As a long-term journaler, I get lots of my stuff out each night before I go to bed. I reflect on my writing often and write short stories which cover a range of conflicts and emotions. Writing might not be for everyone, but there is research which proves its effectiveness and cognitive behaviour therapy (CBT), amongst other interventions, uses writing to focus reflection and enable change.
When my spine fractured in 2018, I was in immense pain. For a few days, I stared at the ceiling drifting in and out of painful sleep. What helped me was, first of all, writing in a journal. When I say writing, it was often screaming through words.
Then deciding to write a blog and book about my healing so that I could support others. Because I was unable to work, this became my work. I spent endless days researching and studying, and working out how to heal naturally.
Luckily I had trained as a naturopathic nutritionist. I had been interested in nutrition and healing since my twenties. But nonetheless, I felt like I was taking a medical degree with all of the other things I looked at.

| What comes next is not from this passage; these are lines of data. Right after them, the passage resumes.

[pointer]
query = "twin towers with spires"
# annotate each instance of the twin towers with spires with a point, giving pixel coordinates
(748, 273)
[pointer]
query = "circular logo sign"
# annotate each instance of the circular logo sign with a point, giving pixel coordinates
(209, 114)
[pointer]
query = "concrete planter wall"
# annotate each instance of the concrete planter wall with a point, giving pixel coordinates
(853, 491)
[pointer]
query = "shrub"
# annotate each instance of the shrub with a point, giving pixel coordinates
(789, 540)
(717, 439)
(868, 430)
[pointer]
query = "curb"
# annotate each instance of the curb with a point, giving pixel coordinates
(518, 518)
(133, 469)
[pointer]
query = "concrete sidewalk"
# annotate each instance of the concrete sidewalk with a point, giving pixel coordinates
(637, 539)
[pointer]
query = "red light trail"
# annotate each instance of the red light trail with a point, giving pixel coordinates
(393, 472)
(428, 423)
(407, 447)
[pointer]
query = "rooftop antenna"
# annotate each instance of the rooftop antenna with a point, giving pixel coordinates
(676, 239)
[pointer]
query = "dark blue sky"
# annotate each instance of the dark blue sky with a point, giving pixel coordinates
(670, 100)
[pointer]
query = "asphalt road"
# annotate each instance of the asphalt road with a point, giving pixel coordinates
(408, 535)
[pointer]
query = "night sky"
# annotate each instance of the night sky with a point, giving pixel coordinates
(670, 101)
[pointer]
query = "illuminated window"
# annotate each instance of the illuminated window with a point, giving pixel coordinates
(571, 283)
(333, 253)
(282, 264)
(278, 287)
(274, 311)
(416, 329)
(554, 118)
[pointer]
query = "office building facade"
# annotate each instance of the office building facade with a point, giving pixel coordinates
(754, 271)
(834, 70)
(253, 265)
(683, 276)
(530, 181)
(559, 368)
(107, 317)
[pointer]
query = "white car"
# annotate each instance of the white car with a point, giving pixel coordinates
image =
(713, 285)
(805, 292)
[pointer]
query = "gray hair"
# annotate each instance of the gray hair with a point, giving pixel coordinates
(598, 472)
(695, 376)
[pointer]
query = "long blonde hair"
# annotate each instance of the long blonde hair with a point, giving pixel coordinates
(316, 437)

Writing in my journal, I believe saved my life
I know writing works. Cathartic, entertaining, and sometimes embarrassing writing has certainly been my saviour.
Try it for yourself. You may be amazed.
You start by buying a journal and simply allowing your words to flow. The power comes when you reflect and discover aha’s.
Some people find it difficult to journal. If that’s you, try this 28 day introduction to journaling course. It could be just what you need…
Start your day well
- Choose a word of the day – this is how you want your day to be
- Turn that into an affirmation
- Turn the affirmation into how can I…?
My invitation is that you try this for at least 28 days and reflect on how this brings you greater inner peace.